Voorts heeft verweerder op 2 maart 2011 geconstateerd dat op 2 maart 2011 runderen, die bestemd waren voor export naar Polen, evenmin (op de juiste wijze) waren geënt tegen blauwtong. Verweerder heeft ter onderbouwing van zijn standpunt gewezen op een tweetal door B ten behoeve van deze exporten overgelegde documenten. Gebleken is dat op deze documenten data staan vermeld van entingen tegen blauwtong die niet overeenkomen met de (juiste) gegevens van de Gezondheidsdienst (hierna: GD), dan wel dat deze data in het geheel niet blijken uit de gegevens van de GD. Bovendien is het format van de documenten onjuist.

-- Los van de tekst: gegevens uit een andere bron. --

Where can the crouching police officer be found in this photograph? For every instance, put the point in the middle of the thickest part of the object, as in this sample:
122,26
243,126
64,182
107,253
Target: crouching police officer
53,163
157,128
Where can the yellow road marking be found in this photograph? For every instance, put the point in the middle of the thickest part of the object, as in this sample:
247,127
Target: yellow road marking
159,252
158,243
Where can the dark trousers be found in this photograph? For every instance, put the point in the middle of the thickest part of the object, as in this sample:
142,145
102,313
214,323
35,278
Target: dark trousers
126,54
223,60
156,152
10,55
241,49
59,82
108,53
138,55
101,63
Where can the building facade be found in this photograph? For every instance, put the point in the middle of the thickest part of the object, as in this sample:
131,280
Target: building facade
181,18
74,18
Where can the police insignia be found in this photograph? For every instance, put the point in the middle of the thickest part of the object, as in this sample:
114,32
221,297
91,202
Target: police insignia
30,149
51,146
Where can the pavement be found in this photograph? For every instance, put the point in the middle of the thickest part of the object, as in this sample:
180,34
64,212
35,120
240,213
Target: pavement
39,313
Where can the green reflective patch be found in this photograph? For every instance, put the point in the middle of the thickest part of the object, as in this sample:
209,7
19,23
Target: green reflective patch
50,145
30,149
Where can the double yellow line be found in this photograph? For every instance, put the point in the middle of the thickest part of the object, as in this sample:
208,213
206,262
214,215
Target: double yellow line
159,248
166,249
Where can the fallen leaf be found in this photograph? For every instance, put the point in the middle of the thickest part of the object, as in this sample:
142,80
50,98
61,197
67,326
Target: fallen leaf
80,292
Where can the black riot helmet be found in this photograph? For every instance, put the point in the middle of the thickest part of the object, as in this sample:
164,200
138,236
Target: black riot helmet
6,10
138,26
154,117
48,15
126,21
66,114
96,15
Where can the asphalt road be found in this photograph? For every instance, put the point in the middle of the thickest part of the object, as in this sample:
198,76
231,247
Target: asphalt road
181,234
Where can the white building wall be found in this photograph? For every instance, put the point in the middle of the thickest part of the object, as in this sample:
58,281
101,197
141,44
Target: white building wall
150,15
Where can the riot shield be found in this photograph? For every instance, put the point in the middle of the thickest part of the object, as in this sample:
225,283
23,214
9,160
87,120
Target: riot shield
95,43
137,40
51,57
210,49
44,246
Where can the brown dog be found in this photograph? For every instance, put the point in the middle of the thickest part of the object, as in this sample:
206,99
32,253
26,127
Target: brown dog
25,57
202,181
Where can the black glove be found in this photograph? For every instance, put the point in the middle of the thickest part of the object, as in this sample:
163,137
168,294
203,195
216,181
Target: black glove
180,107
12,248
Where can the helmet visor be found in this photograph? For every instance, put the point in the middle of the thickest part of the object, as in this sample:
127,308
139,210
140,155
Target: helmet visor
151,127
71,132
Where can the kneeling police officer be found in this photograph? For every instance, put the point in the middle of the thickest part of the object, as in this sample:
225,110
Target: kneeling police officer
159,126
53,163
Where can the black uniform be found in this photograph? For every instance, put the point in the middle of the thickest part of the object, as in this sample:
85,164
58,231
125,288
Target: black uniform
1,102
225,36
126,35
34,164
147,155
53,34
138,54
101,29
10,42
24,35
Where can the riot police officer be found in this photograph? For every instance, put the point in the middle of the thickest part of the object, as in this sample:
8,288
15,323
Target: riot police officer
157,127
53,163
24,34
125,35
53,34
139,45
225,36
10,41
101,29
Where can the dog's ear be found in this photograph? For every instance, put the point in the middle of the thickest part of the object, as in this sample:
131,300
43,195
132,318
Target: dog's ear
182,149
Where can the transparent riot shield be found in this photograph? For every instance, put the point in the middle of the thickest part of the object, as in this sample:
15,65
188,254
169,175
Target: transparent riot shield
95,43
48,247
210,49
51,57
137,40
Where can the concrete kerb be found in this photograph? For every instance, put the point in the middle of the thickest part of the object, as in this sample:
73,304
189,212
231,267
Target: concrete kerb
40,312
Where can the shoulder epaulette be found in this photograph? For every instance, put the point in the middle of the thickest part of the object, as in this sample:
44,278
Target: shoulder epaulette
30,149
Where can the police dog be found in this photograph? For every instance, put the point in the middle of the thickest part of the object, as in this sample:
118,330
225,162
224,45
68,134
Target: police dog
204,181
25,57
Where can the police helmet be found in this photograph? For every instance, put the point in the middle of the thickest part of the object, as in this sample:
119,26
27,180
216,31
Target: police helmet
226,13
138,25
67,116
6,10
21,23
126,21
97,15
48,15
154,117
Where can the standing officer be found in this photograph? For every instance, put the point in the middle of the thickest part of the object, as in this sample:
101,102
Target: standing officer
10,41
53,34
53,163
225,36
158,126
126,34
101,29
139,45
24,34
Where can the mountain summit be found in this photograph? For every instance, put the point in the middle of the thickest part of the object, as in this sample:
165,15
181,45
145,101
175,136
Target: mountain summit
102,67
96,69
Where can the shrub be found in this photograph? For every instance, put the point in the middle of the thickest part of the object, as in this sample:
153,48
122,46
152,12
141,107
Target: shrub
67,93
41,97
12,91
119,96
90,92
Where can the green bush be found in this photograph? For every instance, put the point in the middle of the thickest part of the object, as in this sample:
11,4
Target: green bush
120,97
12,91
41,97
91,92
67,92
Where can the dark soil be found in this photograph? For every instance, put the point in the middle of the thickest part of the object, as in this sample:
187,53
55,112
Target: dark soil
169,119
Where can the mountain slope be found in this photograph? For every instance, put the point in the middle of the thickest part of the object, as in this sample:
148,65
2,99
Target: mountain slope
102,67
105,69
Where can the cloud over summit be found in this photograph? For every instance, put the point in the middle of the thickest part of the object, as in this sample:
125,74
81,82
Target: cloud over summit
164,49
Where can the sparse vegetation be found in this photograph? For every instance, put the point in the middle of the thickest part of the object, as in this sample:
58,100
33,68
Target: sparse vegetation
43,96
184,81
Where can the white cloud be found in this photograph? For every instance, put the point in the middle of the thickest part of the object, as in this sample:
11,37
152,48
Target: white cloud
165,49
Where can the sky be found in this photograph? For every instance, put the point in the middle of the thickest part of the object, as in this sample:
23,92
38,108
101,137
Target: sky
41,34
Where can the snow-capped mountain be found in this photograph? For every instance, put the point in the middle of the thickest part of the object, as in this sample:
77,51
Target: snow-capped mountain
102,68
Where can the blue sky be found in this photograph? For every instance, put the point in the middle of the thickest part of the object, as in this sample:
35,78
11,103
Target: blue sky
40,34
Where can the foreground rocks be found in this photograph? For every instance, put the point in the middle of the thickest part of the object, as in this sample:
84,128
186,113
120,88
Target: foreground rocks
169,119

Tot slot heeft verweerder op 2 maart 2011 geconstateerd dat 's-ochtends op het verzamelcentrum van verzoekers runderen aanwezig waren, bestemd voor export naar Italië, en dat deze runderen 's-middags er niet meer waren. De dierenarts F heeft verklaard dat hij op 2 maart 2011 's-ochtends heeft geconstateerd dat op het verzamelcentrum, behalve de runderen bestemd voor Polen, nog twee andere hokken vol met runderen zaten. B heeft toen tegen hem gezegd dat deze runderen niet gecontroleerd hoefden te worden omdat zij voor Italië bestemd waren. F heeft op 2 maart 2011 's-middags geconstateerd dat de hokken waar deze runderen stonden, leeg waren. Verweerder verbindt hieraan de conclusie dat verzoekers in strijd hebben gehandeld met het uit het schorsingsbesluit van 2 maart 2011 volgende verbod om runderen van het verzamelcentrum af te voeren. Verzoekers hebben de afvoer van deze runderen niet gemeld in het I&R-systeem.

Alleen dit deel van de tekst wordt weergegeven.